Getting Comfortable in Public Space

Italian architect Daniela Colafranceschi said, “public space is the theater of the history of mankind.” One of the biggest changes the walk has brought for me is the amount of time I spend living in, and thinking about, public space. So often I move through the world from the private space of my home to the private space of my car, only to pause in public areas.  On the walk it’s the opposite. I spend most of my time moving through, and trying to survive in, public spaces. I walk on city sidewalks, county roads, and state highways. I camp on public land. I eat peanut butter and jelly sandwiches on park benches. I map out our route in public libraries. I sit on curbs to put mole skin on my blistering feet. I take photos on bridges. I go to the bathroom in soccer field outhouses.

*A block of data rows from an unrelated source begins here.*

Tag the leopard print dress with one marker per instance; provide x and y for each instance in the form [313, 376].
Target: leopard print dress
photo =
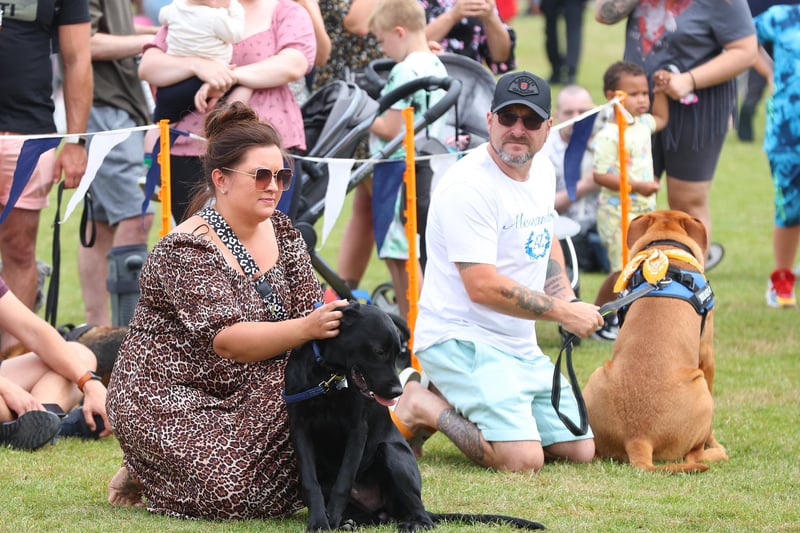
[208, 437]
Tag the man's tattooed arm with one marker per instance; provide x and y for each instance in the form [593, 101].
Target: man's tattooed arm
[556, 284]
[612, 11]
[533, 303]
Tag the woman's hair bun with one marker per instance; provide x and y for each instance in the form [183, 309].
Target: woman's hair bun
[221, 117]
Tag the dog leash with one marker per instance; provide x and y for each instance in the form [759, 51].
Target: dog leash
[566, 347]
[337, 381]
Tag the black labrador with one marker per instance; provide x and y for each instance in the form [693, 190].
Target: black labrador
[355, 466]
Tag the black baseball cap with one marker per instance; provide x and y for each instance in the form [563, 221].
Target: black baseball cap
[525, 88]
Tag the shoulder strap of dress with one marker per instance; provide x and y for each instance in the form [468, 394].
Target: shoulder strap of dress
[229, 238]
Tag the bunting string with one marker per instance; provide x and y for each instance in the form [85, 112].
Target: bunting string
[339, 168]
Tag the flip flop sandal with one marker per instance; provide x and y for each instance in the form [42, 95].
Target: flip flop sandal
[30, 431]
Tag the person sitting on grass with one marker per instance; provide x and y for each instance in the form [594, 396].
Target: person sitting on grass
[37, 386]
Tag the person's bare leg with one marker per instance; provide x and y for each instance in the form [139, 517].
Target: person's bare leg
[784, 246]
[419, 407]
[18, 253]
[124, 490]
[400, 282]
[691, 197]
[54, 388]
[355, 249]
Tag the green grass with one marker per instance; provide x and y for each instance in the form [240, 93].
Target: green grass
[63, 487]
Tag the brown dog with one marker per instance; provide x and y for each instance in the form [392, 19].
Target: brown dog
[652, 401]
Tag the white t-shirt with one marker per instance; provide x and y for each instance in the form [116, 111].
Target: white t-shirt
[202, 31]
[478, 214]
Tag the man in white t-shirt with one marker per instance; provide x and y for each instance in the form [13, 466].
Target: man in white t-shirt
[494, 268]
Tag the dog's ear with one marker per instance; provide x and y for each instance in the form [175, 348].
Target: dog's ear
[697, 231]
[638, 227]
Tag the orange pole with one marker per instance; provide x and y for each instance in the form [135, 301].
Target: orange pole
[624, 189]
[410, 179]
[165, 193]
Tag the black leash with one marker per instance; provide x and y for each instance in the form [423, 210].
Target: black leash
[576, 390]
[51, 305]
[566, 347]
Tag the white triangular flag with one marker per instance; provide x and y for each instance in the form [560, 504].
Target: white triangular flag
[99, 148]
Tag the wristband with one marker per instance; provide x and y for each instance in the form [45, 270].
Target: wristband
[694, 83]
[75, 139]
[88, 376]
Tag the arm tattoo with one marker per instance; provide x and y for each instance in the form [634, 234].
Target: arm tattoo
[528, 300]
[613, 11]
[556, 284]
[464, 434]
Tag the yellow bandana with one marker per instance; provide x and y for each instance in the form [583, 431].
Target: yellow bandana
[654, 265]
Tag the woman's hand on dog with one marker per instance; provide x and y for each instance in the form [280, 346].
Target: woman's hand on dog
[324, 321]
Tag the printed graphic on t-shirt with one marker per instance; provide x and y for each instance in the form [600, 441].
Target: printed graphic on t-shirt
[24, 10]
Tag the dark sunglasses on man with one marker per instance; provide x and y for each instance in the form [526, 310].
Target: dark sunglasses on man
[529, 122]
[262, 177]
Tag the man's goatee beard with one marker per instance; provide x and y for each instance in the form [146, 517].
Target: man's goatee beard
[516, 161]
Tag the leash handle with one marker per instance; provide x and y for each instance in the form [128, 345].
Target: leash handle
[555, 397]
[51, 306]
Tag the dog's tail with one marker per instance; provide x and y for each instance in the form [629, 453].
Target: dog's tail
[519, 523]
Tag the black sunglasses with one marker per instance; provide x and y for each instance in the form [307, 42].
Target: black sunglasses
[262, 176]
[530, 122]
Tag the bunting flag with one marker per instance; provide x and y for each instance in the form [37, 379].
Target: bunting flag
[154, 172]
[578, 141]
[29, 155]
[99, 148]
[338, 178]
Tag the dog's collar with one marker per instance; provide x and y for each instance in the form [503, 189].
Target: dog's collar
[687, 285]
[651, 266]
[336, 381]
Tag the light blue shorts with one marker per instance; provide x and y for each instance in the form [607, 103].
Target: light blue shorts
[507, 397]
[115, 190]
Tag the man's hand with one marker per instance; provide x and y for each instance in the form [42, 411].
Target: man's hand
[71, 164]
[581, 318]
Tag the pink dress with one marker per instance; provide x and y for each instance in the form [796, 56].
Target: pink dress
[291, 28]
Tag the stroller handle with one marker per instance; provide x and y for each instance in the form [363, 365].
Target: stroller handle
[428, 83]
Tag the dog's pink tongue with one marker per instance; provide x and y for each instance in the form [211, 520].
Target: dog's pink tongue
[385, 401]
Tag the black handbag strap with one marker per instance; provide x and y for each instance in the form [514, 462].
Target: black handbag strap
[226, 234]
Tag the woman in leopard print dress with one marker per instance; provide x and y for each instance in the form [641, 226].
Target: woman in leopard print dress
[195, 394]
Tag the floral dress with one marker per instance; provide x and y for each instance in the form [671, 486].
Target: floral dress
[206, 436]
[468, 37]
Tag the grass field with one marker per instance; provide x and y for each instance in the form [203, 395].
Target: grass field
[63, 487]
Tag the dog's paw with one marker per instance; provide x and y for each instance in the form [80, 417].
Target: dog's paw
[348, 525]
[316, 523]
[412, 526]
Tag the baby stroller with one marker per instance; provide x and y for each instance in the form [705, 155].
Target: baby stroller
[468, 118]
[337, 118]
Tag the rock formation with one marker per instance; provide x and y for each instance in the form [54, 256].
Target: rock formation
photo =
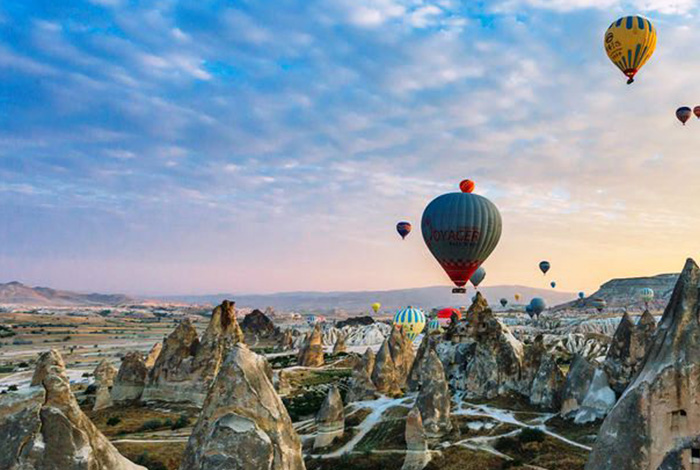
[339, 346]
[285, 341]
[627, 350]
[434, 397]
[414, 379]
[385, 375]
[44, 428]
[153, 354]
[656, 423]
[257, 323]
[131, 378]
[417, 454]
[483, 359]
[361, 385]
[104, 375]
[330, 419]
[187, 365]
[243, 424]
[311, 352]
[586, 396]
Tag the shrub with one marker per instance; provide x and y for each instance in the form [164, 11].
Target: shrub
[531, 435]
[182, 422]
[113, 421]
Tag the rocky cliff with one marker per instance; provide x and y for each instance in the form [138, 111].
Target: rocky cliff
[44, 428]
[656, 423]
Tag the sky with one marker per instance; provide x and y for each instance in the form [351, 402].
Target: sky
[165, 147]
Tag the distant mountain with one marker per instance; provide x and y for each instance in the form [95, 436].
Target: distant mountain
[18, 293]
[356, 302]
[625, 292]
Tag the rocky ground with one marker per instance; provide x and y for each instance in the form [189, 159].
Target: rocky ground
[496, 391]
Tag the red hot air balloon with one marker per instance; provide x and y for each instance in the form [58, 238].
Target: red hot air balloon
[461, 230]
[404, 228]
[683, 114]
[466, 186]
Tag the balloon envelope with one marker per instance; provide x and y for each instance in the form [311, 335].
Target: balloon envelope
[404, 228]
[411, 320]
[683, 114]
[461, 230]
[478, 276]
[629, 42]
[538, 305]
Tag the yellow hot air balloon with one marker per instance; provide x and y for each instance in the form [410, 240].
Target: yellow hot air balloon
[629, 42]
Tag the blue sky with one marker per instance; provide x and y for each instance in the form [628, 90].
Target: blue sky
[183, 147]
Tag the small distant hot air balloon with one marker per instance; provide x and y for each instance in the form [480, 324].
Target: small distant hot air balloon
[404, 228]
[461, 230]
[466, 186]
[529, 311]
[683, 114]
[599, 304]
[629, 42]
[538, 305]
[478, 276]
[434, 326]
[411, 320]
[445, 316]
[647, 295]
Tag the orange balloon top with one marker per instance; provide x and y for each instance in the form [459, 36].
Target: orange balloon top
[467, 186]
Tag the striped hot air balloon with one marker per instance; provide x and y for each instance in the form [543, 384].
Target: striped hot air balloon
[461, 230]
[411, 320]
[683, 114]
[629, 42]
[404, 228]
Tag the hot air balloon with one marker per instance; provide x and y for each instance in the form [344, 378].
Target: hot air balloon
[529, 311]
[466, 186]
[478, 276]
[461, 230]
[411, 320]
[434, 326]
[683, 114]
[538, 305]
[445, 316]
[404, 228]
[599, 304]
[629, 42]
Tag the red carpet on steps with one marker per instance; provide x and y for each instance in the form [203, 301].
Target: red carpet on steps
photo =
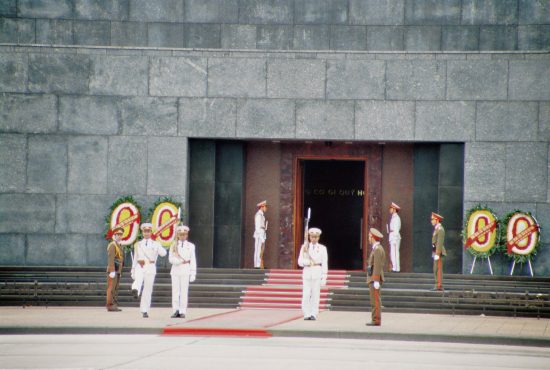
[275, 302]
[283, 290]
[250, 323]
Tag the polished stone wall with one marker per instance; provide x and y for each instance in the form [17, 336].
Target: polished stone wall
[375, 25]
[81, 126]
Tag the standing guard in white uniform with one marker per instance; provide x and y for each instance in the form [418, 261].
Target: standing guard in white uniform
[394, 230]
[146, 253]
[314, 259]
[184, 270]
[260, 226]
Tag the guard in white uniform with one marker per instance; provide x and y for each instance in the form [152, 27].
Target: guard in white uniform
[184, 270]
[394, 230]
[260, 226]
[137, 269]
[146, 253]
[314, 259]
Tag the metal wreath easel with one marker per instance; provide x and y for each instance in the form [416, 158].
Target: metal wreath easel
[528, 262]
[474, 264]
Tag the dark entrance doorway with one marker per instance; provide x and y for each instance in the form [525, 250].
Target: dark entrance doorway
[335, 192]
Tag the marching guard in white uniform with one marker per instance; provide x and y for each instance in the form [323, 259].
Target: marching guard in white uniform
[146, 252]
[394, 231]
[184, 270]
[314, 259]
[260, 226]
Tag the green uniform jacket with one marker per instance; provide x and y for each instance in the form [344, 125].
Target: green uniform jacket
[438, 239]
[377, 260]
[114, 252]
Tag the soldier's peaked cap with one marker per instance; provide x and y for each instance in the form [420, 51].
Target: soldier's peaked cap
[314, 231]
[375, 233]
[182, 229]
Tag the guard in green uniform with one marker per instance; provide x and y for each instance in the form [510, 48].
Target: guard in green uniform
[114, 269]
[375, 276]
[438, 250]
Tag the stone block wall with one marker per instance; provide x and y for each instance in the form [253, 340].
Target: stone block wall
[81, 126]
[376, 25]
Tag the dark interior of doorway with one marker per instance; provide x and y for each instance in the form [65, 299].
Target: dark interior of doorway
[334, 190]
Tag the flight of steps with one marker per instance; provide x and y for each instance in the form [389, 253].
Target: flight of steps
[283, 290]
[464, 294]
[232, 288]
[59, 286]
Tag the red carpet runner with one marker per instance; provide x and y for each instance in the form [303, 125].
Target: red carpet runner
[275, 302]
[283, 290]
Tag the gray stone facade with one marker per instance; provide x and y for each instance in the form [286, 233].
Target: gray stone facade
[376, 25]
[105, 105]
[64, 142]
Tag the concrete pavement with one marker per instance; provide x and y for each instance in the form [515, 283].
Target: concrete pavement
[331, 324]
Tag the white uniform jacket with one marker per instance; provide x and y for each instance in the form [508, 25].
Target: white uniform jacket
[182, 257]
[148, 250]
[315, 261]
[259, 225]
[395, 227]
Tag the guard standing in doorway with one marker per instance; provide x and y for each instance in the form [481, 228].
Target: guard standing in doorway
[394, 230]
[260, 228]
[114, 269]
[314, 259]
[438, 250]
[375, 276]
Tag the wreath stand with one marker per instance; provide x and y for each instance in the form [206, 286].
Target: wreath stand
[528, 262]
[474, 264]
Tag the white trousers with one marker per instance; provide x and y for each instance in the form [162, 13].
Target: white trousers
[394, 254]
[258, 251]
[138, 279]
[180, 289]
[311, 290]
[148, 281]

Relying on public space for survival brings joy and challenges. One of the best parts about walking through public spaces is how many interactions I get to have with the people I pass on the street. Sometimes these interactions are brief and it’s just someone saying hello and “how ‘bout that sunshine!” and other times I chat with someone for 20 minutes about the history of the Lincoln highway and the towns built around it. These interactions always make me feel a deeper sense of place and community, even if I am just passing through.   

The biggest challenge of spending this much time in public space is the loss of control.  My diet is dictated by the contents of a gas station. Where I sleep each night is often uncertain. I don’t know whether sidewalks and road shoulders will be shoveled after a snowstorm. I can’t control the weather, the height of the mountain, or if a gas station will have a bathroom. This loss of control has forced me to be a better planner and to have more patience with myself and my surroundings. Some days a snowstorm prevents us from walking at all, and other days my body will tell me it’s best to take a break, and even if that means 2 fewer miles for the day, it’s okay.   

If public space is a theater, then I am enjoying my time in a leading role. As we near Pittsburgh, it feels like act one is coming to a close and I’m looking forward to what plot twists, characters and set changes the remaining acts will bring.